Who Pays the Price for UK National Security Policy in Saudi Arabia?

For Ameen Nemer, a human rights activist from Saudi Arabia, the UK’s relationship with the Saudi government has come at a cost. Filmed last year, Rethinking Security’s interview with Ameen is released this week, amid increasing public concern about the continuing arms trade between the two nations. In this special blog post, he tells us why it’s time to rethink security.

When people in the UK think about Saudi Arabia, they perhaps now have an impression that the country is becoming more liberal. They’ve seen footage of women driving cars and they think ‘yes, progress is being made.’

This is because the authorities in Saudi Arabia are very careful about the image they put out, letting the international community believe that there is more freedom for citizens. They want the world to think that free speech, free assembly, women’s rights and so on are all getting better.  But the truth is that my home country is not reforming – the Government (which is also the Royal Family) is still authoritarian and repressing its own people – and is still leading the attacks on Yemen. 

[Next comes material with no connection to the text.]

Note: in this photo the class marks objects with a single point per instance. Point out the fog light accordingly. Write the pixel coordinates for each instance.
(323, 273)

What ordinary Saudi people want is change. But real, genuine change that’s led by the public and which works for the public. Since I fled in 2016 and came to the UK to seek sanctuary, there have been many more men and women arrested and detained for trying to peacefully bring about such change.

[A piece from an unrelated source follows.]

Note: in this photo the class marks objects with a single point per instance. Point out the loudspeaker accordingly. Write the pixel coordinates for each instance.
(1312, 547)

Not long after, I saw the news coverage of the murder of journalist Jamal Khashoggi, which the UN has concluded was a premeditated extrajudicial killing, for which Saudi Arabia was responsible. The UK government has just imposed sanctions on 20 Saudis presumed responsible but said nothing about the role of the Saudi regime or royals that they work for. The Saudi government will continue to stamp out any calls for sustainable change, and those who are dedicated to speaking out for human rights continue to have to risk their lives, or leave the country. 

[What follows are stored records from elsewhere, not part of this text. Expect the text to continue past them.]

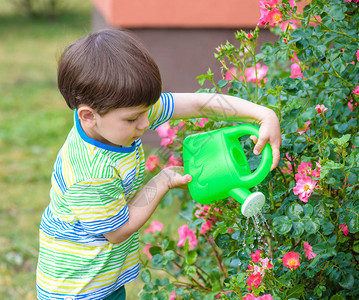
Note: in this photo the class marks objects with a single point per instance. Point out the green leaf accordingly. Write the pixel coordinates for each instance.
(298, 229)
(295, 291)
(312, 226)
(294, 211)
(337, 297)
(223, 241)
(169, 255)
(336, 12)
(279, 191)
(340, 141)
(327, 226)
(146, 276)
(353, 220)
(282, 224)
(308, 210)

 The UK is part of the problem

Of course, I am grateful to be in the UK and this enables me to build a new life here. In my spare time I take every opportunity to make the most of the freedom of speech I enjoy here to do talks and interviews – and blog posts! Here I am free to continue my human rights work, both to support people back home and to raise awareness among those who aren’t familiar with what’s going on. 

But, as the film shows, my new home (the UK) is part of the problem. Saudi Arabia is the UK’s biggest arms customer, and it’s using those weapons in Yemen. Last year, the High Court ruled that the UK’s sale of arms to Saudi was unlawful, but the Government refused to suspend its exports and has just lifted the Court’s restrictions on its ability to issue new licenses to arms exporters. The UK is not alone in this – last month it was revealed that Canada more than doubled its sales of military equipment to Saudi Arabia between 2018 and 2019. What the UK, the US, Canada, France and others are doing, and have been doing since the 1960s, is making a totalitarian regime more and more capable of war.

So, we have a Government that’s basically propping up a conflict – in which civilians are dying – because of commercial interests. And weapons (and military training) are not the only export; by continuing this relationship the UK is lending legitimacy to Saudi power. It is supporting that deceptive image of Saudi Arabia as a reforming nation – in other words, it’s acting as their PR firm.

 “Because national security”

The UK Government will, time and again, claim that being an ally to Saudi Arabia is not only a money-maker, but is benefitting UK national security. They will say that terrorism by fundamentalist Islamists is a threat to both countries and having a co-operative relationship, and sharing intelligence, with Saudi Arabia is necessary to prevent attacks on British soil.

But the public here has already decided it’s not worth it; almost two thirds of Brits oppose arms sales to Saudi Arabia. They don’t see a benefit for national security, nor do they see the UK’s supposed ‘soft power’ having any positive influence on the Saudi human rights situation. So more and more, the public are beginning to wonder if this arrangement is doing more harm than good. 

Rethinking security means taking a look at old and common assumptions about foreign policy, and to me, Saudi Arabia is a good place to start. Why? Because I can no longer live in my country for fear of persecution, and because millions of people there continue to suffer. They are the ones paying the price, and when we rethink security – and when the Government writes its next Review – we must listen to their voices.


The views and opinions expressed in posts on the Rethinking Security blog are those of the authors and do not necessarily reflect the position of the network and its broader membership.